Not one more pixel need be spilt about the issues of privacy, security, HIPAA, metastatic data, third-party crashers, or corporate imperial overreach raised by the debut of Google Health. Let’s just snap on the latex gloves and do a quick exam. This won’t hurt a bit.

Three brief clinical observations follow:

Your conditions, your choice

You can enter your “conditions” either by entering text or choosing from a disheartening alphabetic menu of bodily afflictions, from Aarskog Syndrome to Zollinger-Ellison Syndrome. The list is 20 screens by 3 columns deep when spread out on one endless page.

Immediately preceding the last entry is “Zits”–a nice bit of diction that helps reach users where they live, so to speak, to humanize the Google Machine. As with many conditions that populate the picklist (no pun), there’s a pre-loaded search for zits. But only certain conditions are pre-loaded with searches. Although “whiteheads” was on the list, when I typed it in there was no stored search. When I did the search myself up popped the zits search results.
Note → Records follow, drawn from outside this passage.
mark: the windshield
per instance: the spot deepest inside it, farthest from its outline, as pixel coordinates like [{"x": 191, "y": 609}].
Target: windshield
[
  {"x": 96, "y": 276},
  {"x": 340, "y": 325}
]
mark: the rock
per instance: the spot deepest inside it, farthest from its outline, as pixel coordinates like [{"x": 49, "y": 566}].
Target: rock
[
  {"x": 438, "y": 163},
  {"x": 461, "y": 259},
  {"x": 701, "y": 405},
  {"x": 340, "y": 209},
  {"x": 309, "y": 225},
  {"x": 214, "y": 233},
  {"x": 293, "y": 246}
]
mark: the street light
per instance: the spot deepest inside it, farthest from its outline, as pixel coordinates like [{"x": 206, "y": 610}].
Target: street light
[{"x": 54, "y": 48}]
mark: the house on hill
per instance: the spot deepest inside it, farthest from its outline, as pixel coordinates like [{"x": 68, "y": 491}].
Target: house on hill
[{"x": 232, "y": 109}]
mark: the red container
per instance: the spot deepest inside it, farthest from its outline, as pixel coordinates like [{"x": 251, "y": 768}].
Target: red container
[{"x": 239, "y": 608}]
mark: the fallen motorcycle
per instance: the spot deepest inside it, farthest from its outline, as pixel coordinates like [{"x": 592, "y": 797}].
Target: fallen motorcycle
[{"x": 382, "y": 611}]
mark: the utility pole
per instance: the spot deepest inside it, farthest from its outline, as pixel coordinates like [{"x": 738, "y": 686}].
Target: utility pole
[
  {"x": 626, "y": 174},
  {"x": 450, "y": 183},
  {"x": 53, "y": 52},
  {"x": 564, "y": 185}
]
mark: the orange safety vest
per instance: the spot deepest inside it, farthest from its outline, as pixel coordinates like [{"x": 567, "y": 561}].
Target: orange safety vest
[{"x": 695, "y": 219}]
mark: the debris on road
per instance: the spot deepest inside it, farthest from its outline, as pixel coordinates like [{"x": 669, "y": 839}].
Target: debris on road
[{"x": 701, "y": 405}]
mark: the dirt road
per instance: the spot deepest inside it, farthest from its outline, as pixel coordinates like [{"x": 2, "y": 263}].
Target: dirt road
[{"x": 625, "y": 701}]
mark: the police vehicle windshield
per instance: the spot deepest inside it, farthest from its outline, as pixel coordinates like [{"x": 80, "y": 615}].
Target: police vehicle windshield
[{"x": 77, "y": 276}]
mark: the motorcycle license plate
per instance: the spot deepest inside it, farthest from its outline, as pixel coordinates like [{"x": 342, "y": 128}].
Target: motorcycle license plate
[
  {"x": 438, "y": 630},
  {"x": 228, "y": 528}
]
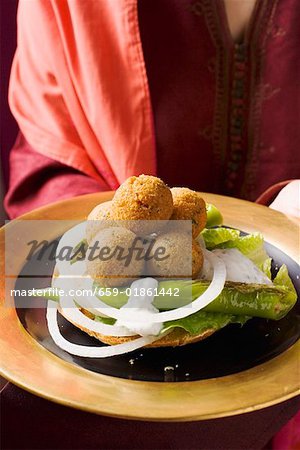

To give the product a test run as you can see below I chose a number of conditions from the list — WHICH, IF YOU ARE AN INSURER, EMPLOYER OR ACQUAINTANCE, I ASSURE YOU ARE ENTIRELY MADE UP AND DON’T APPLY TO ME AT ALL, IN FACT I AM PERFECTLY HEALTHY. I also tried to throw Brother Google a curve ball by describing the same conditions using several different terms, i.e., arthritis, osteoarthritis and bad knees. I was permitted to add these as I wished. To see if there was any filtering or databasing of my conditions going on, I outright invented a disease by lashing together some of my favorite Greek roots: pyohemoflatalgia. (Go ahead, look ’em up.) Brother Google didn’t blink.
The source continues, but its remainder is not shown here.